Introduction
Cancer is a group of diseases with diverse characteristics that remain a daunting clinical problem in the context of diagnosis, risk estimation, and therapy. Even today, determining the prognosis in cancer patients is still a challenge owing to intratumor heterogeneity and patients’ predisposition to therapy. Deep learning, which can largely be classified under AI, has recently emerged and brought with it tools applicable to cancer diagnosis that can analyze huge amounts of data, such as histological images and genomic data. Many DL models, especially CNNs, have proven their ability to extract relevant features from histopathological images and fuse genomic data to predict cancer development, treatment efficacy, and the patient’s survival. This blog introduces deep learning in different aspects of cancer diagnosis and how these complex algorithms are revolutionizing the way cancer is diagnosed and prognosis is made.

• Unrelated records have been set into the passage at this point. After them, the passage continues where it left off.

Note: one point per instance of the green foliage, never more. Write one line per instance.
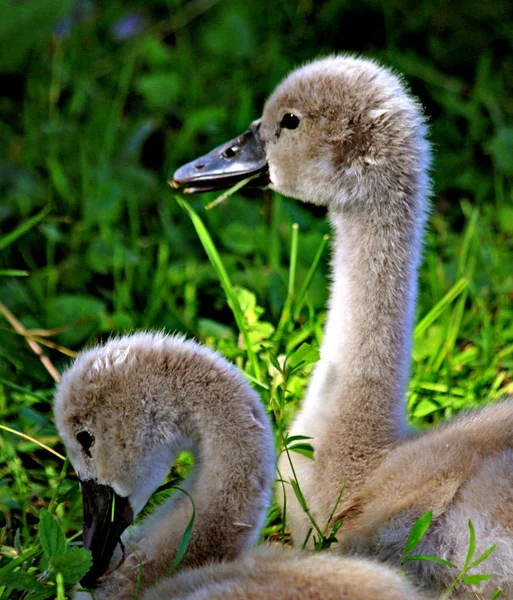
(417, 533)
(92, 242)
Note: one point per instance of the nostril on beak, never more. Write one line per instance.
(231, 152)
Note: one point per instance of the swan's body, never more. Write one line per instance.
(270, 573)
(124, 410)
(343, 133)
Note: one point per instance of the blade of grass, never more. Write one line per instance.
(440, 306)
(285, 317)
(31, 439)
(309, 277)
(11, 237)
(222, 274)
(229, 192)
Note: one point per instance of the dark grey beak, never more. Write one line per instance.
(106, 516)
(226, 165)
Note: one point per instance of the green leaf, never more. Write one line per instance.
(12, 272)
(21, 581)
(295, 438)
(299, 494)
(476, 579)
(274, 361)
(186, 537)
(27, 225)
(305, 354)
(471, 545)
(304, 449)
(51, 535)
(483, 556)
(73, 565)
(417, 532)
(222, 274)
(440, 561)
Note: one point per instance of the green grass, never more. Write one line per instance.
(92, 240)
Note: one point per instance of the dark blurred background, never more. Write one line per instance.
(101, 101)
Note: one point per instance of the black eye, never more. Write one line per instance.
(289, 121)
(86, 440)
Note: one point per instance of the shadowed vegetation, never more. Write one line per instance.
(102, 101)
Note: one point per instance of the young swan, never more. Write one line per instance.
(344, 133)
(124, 411)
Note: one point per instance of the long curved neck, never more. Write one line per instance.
(359, 384)
(231, 487)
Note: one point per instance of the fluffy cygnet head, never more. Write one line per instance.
(126, 409)
(331, 127)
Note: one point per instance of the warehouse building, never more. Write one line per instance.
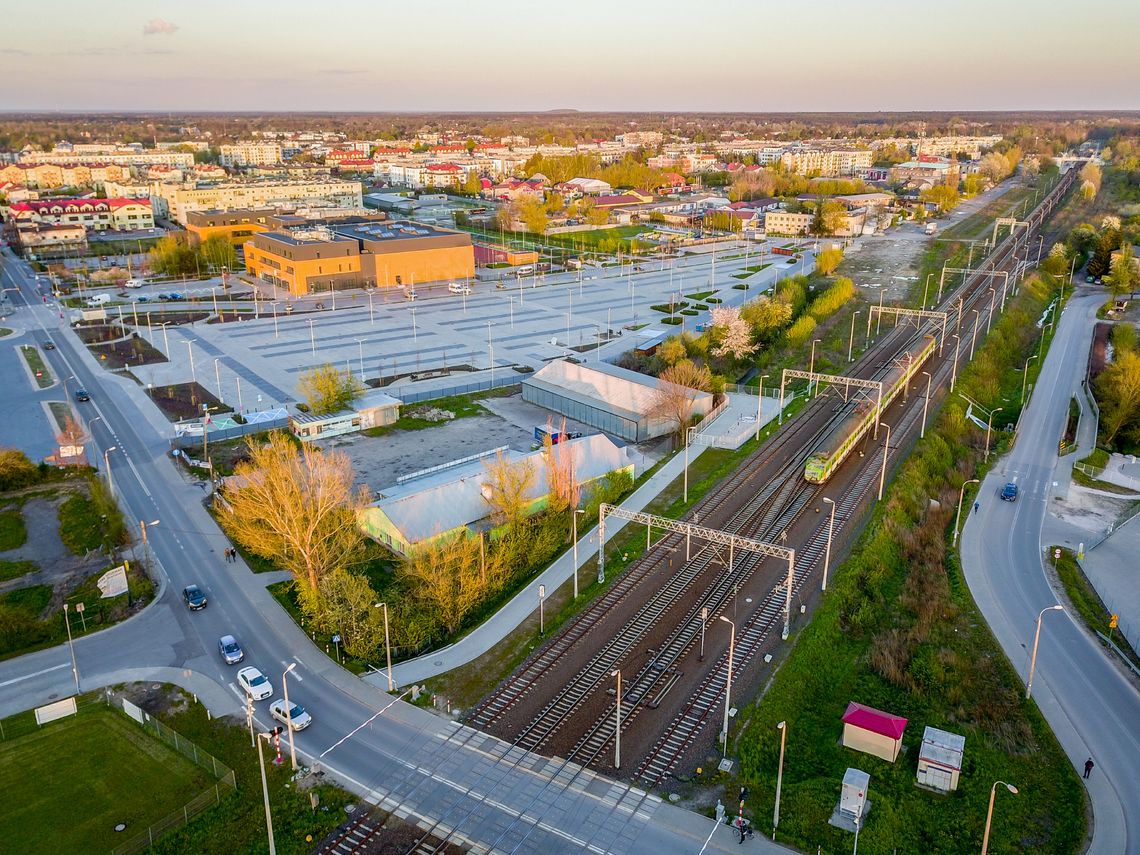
(448, 503)
(338, 255)
(612, 399)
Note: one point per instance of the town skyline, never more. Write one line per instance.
(643, 57)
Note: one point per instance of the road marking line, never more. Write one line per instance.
(34, 674)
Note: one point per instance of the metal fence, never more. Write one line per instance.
(226, 781)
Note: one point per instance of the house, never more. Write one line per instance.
(450, 503)
(872, 731)
(941, 759)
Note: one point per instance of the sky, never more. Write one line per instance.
(587, 55)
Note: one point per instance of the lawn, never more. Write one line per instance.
(13, 532)
(34, 360)
(72, 781)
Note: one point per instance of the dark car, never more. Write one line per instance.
(230, 650)
(194, 597)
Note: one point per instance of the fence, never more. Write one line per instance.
(226, 782)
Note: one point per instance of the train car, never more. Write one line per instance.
(841, 440)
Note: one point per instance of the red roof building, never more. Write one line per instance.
(872, 731)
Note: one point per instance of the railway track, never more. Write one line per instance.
(737, 505)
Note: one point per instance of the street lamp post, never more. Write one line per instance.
(782, 726)
(926, 404)
(961, 495)
(1025, 377)
(727, 684)
(1036, 637)
(388, 645)
(194, 375)
(265, 794)
(990, 812)
(617, 723)
(886, 450)
(576, 512)
(811, 369)
(288, 714)
(988, 426)
(106, 465)
(759, 407)
(71, 645)
(827, 554)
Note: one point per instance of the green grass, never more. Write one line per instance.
(237, 825)
(15, 569)
(34, 360)
(67, 784)
(13, 532)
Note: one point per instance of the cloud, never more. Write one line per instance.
(157, 26)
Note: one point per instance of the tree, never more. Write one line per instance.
(828, 260)
(532, 213)
(327, 389)
(295, 507)
(673, 399)
(1122, 274)
(505, 488)
(733, 333)
(16, 471)
(945, 197)
(1118, 392)
(766, 316)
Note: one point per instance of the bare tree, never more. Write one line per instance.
(295, 507)
(505, 488)
(673, 399)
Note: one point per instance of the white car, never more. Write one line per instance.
(301, 719)
(254, 683)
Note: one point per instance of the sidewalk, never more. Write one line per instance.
(526, 602)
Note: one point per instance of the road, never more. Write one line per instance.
(1092, 707)
(405, 757)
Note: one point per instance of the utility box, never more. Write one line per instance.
(941, 759)
(853, 795)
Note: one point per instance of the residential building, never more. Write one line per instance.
(927, 171)
(98, 214)
(177, 200)
(250, 154)
(350, 255)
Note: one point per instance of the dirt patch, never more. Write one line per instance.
(185, 400)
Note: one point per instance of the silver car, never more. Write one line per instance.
(230, 650)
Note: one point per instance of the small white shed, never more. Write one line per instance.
(853, 796)
(941, 759)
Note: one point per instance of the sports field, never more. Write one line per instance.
(67, 784)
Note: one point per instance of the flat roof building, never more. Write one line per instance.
(612, 399)
(366, 253)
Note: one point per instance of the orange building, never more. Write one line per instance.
(353, 255)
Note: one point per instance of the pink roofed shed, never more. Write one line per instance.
(872, 731)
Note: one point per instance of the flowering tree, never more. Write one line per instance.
(734, 334)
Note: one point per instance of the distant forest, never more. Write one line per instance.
(560, 127)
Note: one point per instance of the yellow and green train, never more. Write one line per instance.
(841, 439)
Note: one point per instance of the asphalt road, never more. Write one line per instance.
(1092, 707)
(400, 755)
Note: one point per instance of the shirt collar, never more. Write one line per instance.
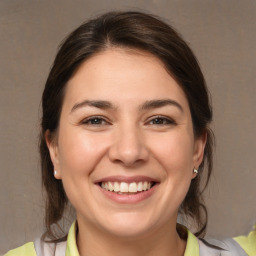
(192, 247)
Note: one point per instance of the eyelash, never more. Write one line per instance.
(163, 120)
(89, 120)
(157, 120)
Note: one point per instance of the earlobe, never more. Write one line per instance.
(53, 151)
(199, 152)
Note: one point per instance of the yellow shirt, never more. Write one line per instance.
(248, 243)
(192, 247)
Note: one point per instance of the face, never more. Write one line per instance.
(125, 148)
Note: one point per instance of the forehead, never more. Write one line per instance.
(123, 75)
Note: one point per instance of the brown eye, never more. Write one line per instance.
(161, 121)
(94, 121)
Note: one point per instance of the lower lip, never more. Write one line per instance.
(131, 198)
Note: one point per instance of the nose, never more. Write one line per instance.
(128, 147)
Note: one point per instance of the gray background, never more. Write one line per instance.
(221, 32)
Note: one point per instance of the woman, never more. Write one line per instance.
(125, 139)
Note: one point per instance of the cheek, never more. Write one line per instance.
(174, 151)
(79, 151)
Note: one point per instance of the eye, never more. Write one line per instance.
(95, 121)
(159, 120)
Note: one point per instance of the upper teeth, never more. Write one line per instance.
(124, 187)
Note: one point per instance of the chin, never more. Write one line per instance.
(128, 225)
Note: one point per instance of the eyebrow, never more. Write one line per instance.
(151, 104)
(102, 104)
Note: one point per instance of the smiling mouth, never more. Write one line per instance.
(124, 188)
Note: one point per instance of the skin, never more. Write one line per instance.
(126, 140)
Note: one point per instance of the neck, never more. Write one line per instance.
(162, 242)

The Role of Histopathology and Genomics in Cancer Diagnosis
The laboratory method of examination of tissues for disease, notably cancer, through the lens of a microscope, has been around for over a century. This helps pathologists to determine the architectural and functional changes of tissues and whether there are tumor-facilitating changes, aggressiveness, and location. Genomic profiling, on the other hand, provides an understanding of the molecular nature of cancer by defining the genes and their products, altered expression, and other characteristics that determine tumor activity. Histopathological and genomic features provide a broad understanding of cancer, but interpreting and analyzing these multilayered datasets are subjective, time-consuming, and affected by inter-observer variability.
Subsequent developments in improving deep learning ML capabilities have covered such a gap through the provision of computerized, accurate, and replicable approaches to histopathology and genomics analysis. It appears that deep learning models can be trained to detect complex patterns in histological slides that cannot be discerned by humans, as well as to identify relationships between such patterns and genomic changes, which makes for a systemic approach to cancer diagnosis.